Like many others, Sean is as mad as hell about the prospect of the Abel Tasman being allowed to fish in Australian waters. Still living in WA, Sean does a bit of volunteering with Recfishwest and he reports that everyone is deeply unhappy about how the issue is being handled.

“It’s just not right mate,” Sean says.

Sean doesn’t necessarily think of himself as a greeny, but he’s always had the fishing bug. Like many other fishers all over Australia, he’s no doubt got his favourite spots; places that are replete with memories of precious moments spent at the water, chasing fish and thinking about life. Sean is deeply angry and worried about what the Abel Tasman could foreseeably do to local fish stocks.

The level of public anger at the Gillard Government’s current failure to ban the vessel and other supertrawlers from fishing in Australian waters also stems from apprehensions about the associated killing of dolphins, seals and other animals. There are also concerns around the propriety of the way in which fishing quota was allocated to the Abel Tasman, severe inadequacies in the scientific data surrounding the allocation, the massive subsidies paid out to the boat’s Dutch parent company by the EU, and the disastrous record of supertrawlers elsewhere in the world.

© Greenpeace

But underneath the detail of the dispute, another dynamic is playing out, in the gulf between the managerial and technocratic way that the Gillard Government has so far dealt with the Abel Tasman and the popular resonance that the issue is having with the Australian people. It is something from which the environmental movement itself might draw a broader lesson.

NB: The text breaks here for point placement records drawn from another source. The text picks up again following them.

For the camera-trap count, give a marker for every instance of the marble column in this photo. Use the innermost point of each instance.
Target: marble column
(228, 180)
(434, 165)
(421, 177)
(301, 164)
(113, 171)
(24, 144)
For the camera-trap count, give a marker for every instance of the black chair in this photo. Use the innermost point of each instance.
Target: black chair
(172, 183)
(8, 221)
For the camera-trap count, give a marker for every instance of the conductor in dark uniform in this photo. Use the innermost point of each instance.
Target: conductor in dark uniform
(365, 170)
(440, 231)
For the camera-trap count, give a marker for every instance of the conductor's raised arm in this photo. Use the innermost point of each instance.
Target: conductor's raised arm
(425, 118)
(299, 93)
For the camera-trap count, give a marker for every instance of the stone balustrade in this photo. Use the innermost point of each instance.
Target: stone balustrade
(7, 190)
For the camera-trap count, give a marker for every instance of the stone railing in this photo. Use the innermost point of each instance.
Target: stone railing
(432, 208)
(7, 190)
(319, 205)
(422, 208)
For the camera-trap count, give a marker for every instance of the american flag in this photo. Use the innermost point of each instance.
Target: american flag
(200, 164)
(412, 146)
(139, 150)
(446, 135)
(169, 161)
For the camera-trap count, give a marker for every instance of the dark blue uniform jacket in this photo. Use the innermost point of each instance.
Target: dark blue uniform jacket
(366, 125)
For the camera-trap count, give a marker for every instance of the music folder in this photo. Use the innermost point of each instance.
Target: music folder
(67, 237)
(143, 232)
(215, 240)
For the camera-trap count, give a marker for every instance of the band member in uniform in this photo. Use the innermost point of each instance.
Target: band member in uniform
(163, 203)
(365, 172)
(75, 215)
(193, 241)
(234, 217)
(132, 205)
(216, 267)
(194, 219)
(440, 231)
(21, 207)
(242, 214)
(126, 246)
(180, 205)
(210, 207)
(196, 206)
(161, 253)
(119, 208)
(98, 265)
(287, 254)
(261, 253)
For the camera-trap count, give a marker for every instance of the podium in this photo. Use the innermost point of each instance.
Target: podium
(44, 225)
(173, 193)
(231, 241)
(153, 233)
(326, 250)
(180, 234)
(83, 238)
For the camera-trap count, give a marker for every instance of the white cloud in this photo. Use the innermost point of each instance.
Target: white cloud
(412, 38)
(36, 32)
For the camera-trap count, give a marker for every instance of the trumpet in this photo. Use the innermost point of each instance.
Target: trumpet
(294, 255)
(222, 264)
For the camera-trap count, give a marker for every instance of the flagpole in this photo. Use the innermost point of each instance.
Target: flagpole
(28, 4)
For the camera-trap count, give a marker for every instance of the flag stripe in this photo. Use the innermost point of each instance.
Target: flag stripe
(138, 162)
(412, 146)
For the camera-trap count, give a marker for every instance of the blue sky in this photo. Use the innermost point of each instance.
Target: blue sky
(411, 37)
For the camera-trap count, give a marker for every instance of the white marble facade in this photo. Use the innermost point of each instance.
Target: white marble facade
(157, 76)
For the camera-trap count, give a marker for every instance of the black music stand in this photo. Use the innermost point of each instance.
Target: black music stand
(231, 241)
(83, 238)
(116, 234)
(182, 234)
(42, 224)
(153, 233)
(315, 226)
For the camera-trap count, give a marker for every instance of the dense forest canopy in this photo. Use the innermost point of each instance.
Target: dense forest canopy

My friend and colleague, the English environmentalist Ruth Davis argued in the July edition of the journal Soundings that all too often in the last two decades, environmentalists have ‘seemed remote, disapproving, even high handed’:

[W]e fell prey to abstraction and bureaucratisation in the 1990s and 2000s; parts of the ‘sector’ were trapped in a managerial approach to nature, which in retrospect can be seen to have eroded our ability to defend the common good …

I share that analysis. With the best of intentions, perhaps we’ve talked too much about targets and quotas, when our campaigns should have been anchored in the more tangible, in the places we love and the kind of lives we want to lead. Davis argues that we must ‘find the golden thread of shared values’ that connects the great global environmental problems with individual yearnings for sense of place and richness of work and community which are essential to having a fulfilled life.

In a recent piece in BRW, the Australian social researcher Rebecca Huntley wrote that:

When Australians talk about what makes a home, a neighbourhood, a community worth living in, they are pretty clear about the essential elements. Good childcare centres and schools. Parks and safe outdoor areas for children and for exercise…

Her findings are essential to the future of the environmental movement in Australia. As Ruth Davis contends:

Environmentalists need to imagine themselves into the mind of a young mother with a three-year-old, unable to leave her house to let her child play on a swing, or sit in the grass, in order to see how strong is the sense of common purpose that binds our work in the Arctic or the Amazon to our work in our own streets.

In our national context the road to saving the climate, the oceans and the forests ultimately lies not through the calculations of elites, but the stories and experiences of the Australian community.

Unlike the rootless and feckless Margiris, Australian anglers, local lower impact commercial fishers, and environmentalists are likely to share common bonds to places and communities which we all cherish. We may disagree from time to time about how to best protect and share our home, but we are truly a community of fate, bound together beside our local seasides.

Governments, of course, must deal at a level of generality and abstraction. But policy and administrative decisions are always made within a context of social understanding. And in relation to the Margiris – through the inadequate conditions set by Environment Minister Tony Bourke and the current inaction of Fisheries Minister Joe Ludwig – the Gillard Government is getting the whole thing fantastically wrong.

My common cause with my old mate Sean is anchored in the local and the concrete. We both want to defend the ocean that we love, against the impersonal and destructive force of the Margiris, a monster that plunders the seas for profits, regardless of the consequences. And my sense is that a lot of other Australians are with us.

When I’m next in WA, I hope there’s time to give Sean a yell. I wouldn’t mind seeing if he is up for catching up on the lost years over a bit of fishing. It would be good to sit down and remember a few shared stories.